I will never make fun of ammonia

By Staff
Leada DeVaney, Editor
It's been about a year since I first traveled with Greg to visit his family in Mississippi. It was my first long-term experience with country life and I don't mean the nice, quiet kind of small town life to which I have become accustomed.
This was dirt roads, strange bugs and wild animals roaming around. The nearest mall is more than an hour away and you can't just run down to the grocery store when you want to pick up something.
It was on that first trip that I learned the whole gamut of home remedies employed by Greg's grandmother, such as putting ammonia on a bug bite.
I scoffed at the idea. Who ever heard of such? I would just go to the store and buy some bug spray and one of those little sticks designed to take the sting out of a bite.
Those were my plans. Unfortunately, I never got around to purchasing any of those items. Thankfully, I hadn't needed them on any of our subsequent trips, mainly because I've mastered the art of avoiding any pests or vermin.
I was still in the avoidance phase last weekend when I walked out of Greg's grandmother's house to examine one of her beautiful flowering bushes.
I had just gotten outside the door when I felt a sharp sting on the back of my neck. I wasn't sure what it was but it felt like someone was holding a lit match to the back of my neck. I felt something crawling around and then two more stings further down my back.
The tears started. I called out to Greg to come and rescue me. He ran out the front door and started shaking the back of my shirt to get the offending creature out. He shook my shirt and a small yellow jacket flew away.
I cried. And cried. And sniffled. And sniffled.
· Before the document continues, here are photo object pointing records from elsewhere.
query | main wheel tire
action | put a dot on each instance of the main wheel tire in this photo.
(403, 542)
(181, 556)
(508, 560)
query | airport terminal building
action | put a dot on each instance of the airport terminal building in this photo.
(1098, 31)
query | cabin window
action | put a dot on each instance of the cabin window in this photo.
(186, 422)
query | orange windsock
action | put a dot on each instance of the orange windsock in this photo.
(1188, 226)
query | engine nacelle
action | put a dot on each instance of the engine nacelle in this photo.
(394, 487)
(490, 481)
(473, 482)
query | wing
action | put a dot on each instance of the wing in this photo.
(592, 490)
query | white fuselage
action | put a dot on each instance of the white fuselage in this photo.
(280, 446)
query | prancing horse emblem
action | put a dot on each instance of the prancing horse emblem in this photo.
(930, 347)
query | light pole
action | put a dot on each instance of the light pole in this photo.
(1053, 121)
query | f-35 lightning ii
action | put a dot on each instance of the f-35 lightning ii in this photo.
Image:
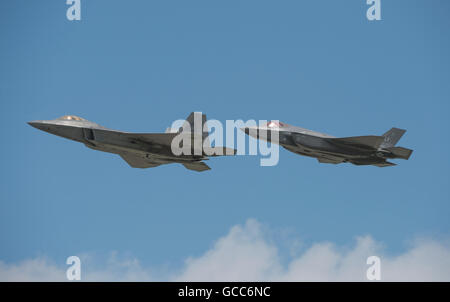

This hurt – bad.
Right about this time, Greg's grandfather came out of the house, holding some tissue doused with ammonia. I could smell it from three feet away, but didn't run away. I felt the cold liquid dabbed on the bites and, suddenly, the stinging disappeared.
I wiped my eyes. I was going to live.
I walked back in the house, using the side door this time in case the yellow jacket was waiting to attack again. Once I made it safely inside the kitchen, Greg's grandmother wet her finger and dabbed each bite with meat tenderizer. I may not have smelled great, but I sure felt a lot better.
Greg and I have laughed a lot in the last three years about how our life resembles "Green Acres." He's Oliver and I'm Lisa, without the Hungarian accent.
Still, even though she new she'd rather be in New York, even Lisa Douglas learned to adapt to country life.
And I can, too. If I can stand the smell of ammonia and meat tenderizer.